🤖 AI Summary
To address poor model scalability and insufficient robustness in real-world scenes for 3D geometric reconstruction, this paper introduces the first Mixture-of-Experts (MoE)-based 3D vision foundation model tailored for dense geometry estimation. Methodologically: (i) we design a dynamically routed MoE architecture enabling adaptive, multi-granularity feature allocation; (ii) we incorporate a confidence-guided depth refinement module to enhance geometric estimation stability; and (iii) we construct a semantically aligned surface normal prediction head alongside a globally consistent 3D backbone, jointly optimizing multi-task objectives. Our model achieves state-of-the-art performance on mainstream benchmarks including ScanNet and SUN RGB-D. It supports zero-overhead downstream deployment and demonstrates significantly improved cross-task generalization and robustness in complex, real-world scenarios.
📝 Abstract
Recent advances in language and vision have demonstrated that scaling up model capacity consistently improves performance across diverse tasks.
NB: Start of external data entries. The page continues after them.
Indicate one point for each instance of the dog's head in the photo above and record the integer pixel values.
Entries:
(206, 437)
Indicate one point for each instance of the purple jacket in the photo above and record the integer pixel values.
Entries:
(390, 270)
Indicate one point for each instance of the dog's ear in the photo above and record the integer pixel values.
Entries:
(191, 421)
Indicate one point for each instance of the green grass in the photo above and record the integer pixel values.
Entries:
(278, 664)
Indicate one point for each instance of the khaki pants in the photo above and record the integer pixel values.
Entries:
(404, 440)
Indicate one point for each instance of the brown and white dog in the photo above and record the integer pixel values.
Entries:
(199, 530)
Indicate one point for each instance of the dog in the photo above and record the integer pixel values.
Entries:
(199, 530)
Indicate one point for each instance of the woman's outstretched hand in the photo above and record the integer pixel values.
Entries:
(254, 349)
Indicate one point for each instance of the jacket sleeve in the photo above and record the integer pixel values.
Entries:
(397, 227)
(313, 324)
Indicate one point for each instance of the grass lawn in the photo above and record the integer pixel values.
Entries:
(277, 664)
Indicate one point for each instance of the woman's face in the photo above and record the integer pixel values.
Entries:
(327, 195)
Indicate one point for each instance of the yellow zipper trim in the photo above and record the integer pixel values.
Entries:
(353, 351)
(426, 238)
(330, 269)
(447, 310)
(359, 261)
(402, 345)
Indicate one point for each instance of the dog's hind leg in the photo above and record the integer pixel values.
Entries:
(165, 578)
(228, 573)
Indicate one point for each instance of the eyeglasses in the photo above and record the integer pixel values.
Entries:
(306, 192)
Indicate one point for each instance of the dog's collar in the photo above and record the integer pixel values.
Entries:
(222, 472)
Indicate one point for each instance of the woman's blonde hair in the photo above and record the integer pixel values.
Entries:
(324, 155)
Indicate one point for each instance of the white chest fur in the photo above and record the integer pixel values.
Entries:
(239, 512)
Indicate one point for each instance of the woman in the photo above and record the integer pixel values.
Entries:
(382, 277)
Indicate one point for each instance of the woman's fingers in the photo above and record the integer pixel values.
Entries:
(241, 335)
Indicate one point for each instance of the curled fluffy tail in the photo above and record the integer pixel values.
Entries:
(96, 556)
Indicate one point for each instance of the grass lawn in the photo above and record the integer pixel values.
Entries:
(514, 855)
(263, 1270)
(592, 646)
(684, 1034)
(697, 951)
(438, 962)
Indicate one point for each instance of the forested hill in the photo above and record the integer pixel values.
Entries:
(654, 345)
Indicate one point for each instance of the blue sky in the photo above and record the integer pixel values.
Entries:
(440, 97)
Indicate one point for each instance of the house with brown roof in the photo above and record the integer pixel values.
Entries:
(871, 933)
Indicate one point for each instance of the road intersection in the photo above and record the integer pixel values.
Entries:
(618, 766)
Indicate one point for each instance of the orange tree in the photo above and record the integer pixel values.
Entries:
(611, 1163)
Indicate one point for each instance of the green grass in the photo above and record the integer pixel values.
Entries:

In 3D visual geometry reconstruction, large-scale training has likewise proven effective for learning versatile representations. However, further scaling of 3D models is challenging due to the complexity of geometric supervision and the diversity of 3D data. To overcome these limitations, we propose MoRE, a dense 3D visual foundation model based on a Mixture-of-Experts (MoE) architecture that dynamically routes features to task-specific experts, allowing them to specialize in complementary data aspects and enhance both scalability and adaptability. Aiming to improve robustness under real-world conditions, MoRE incorporates a confidence-based depth refinement module that stabilizes and refines geometric estimation. In addition, it integrates dense semantic features with globally aligned 3D backbone representations for high-fidelity surface normal prediction. MoRE is further optimized with tailored loss functions to ensure robust learning across diverse inputs and multiple geometric tasks. Extensive experiments demonstrate that MoRE achieves state-of-the-art performance across multiple benchmarks and supports effective downstream applications without extra computation.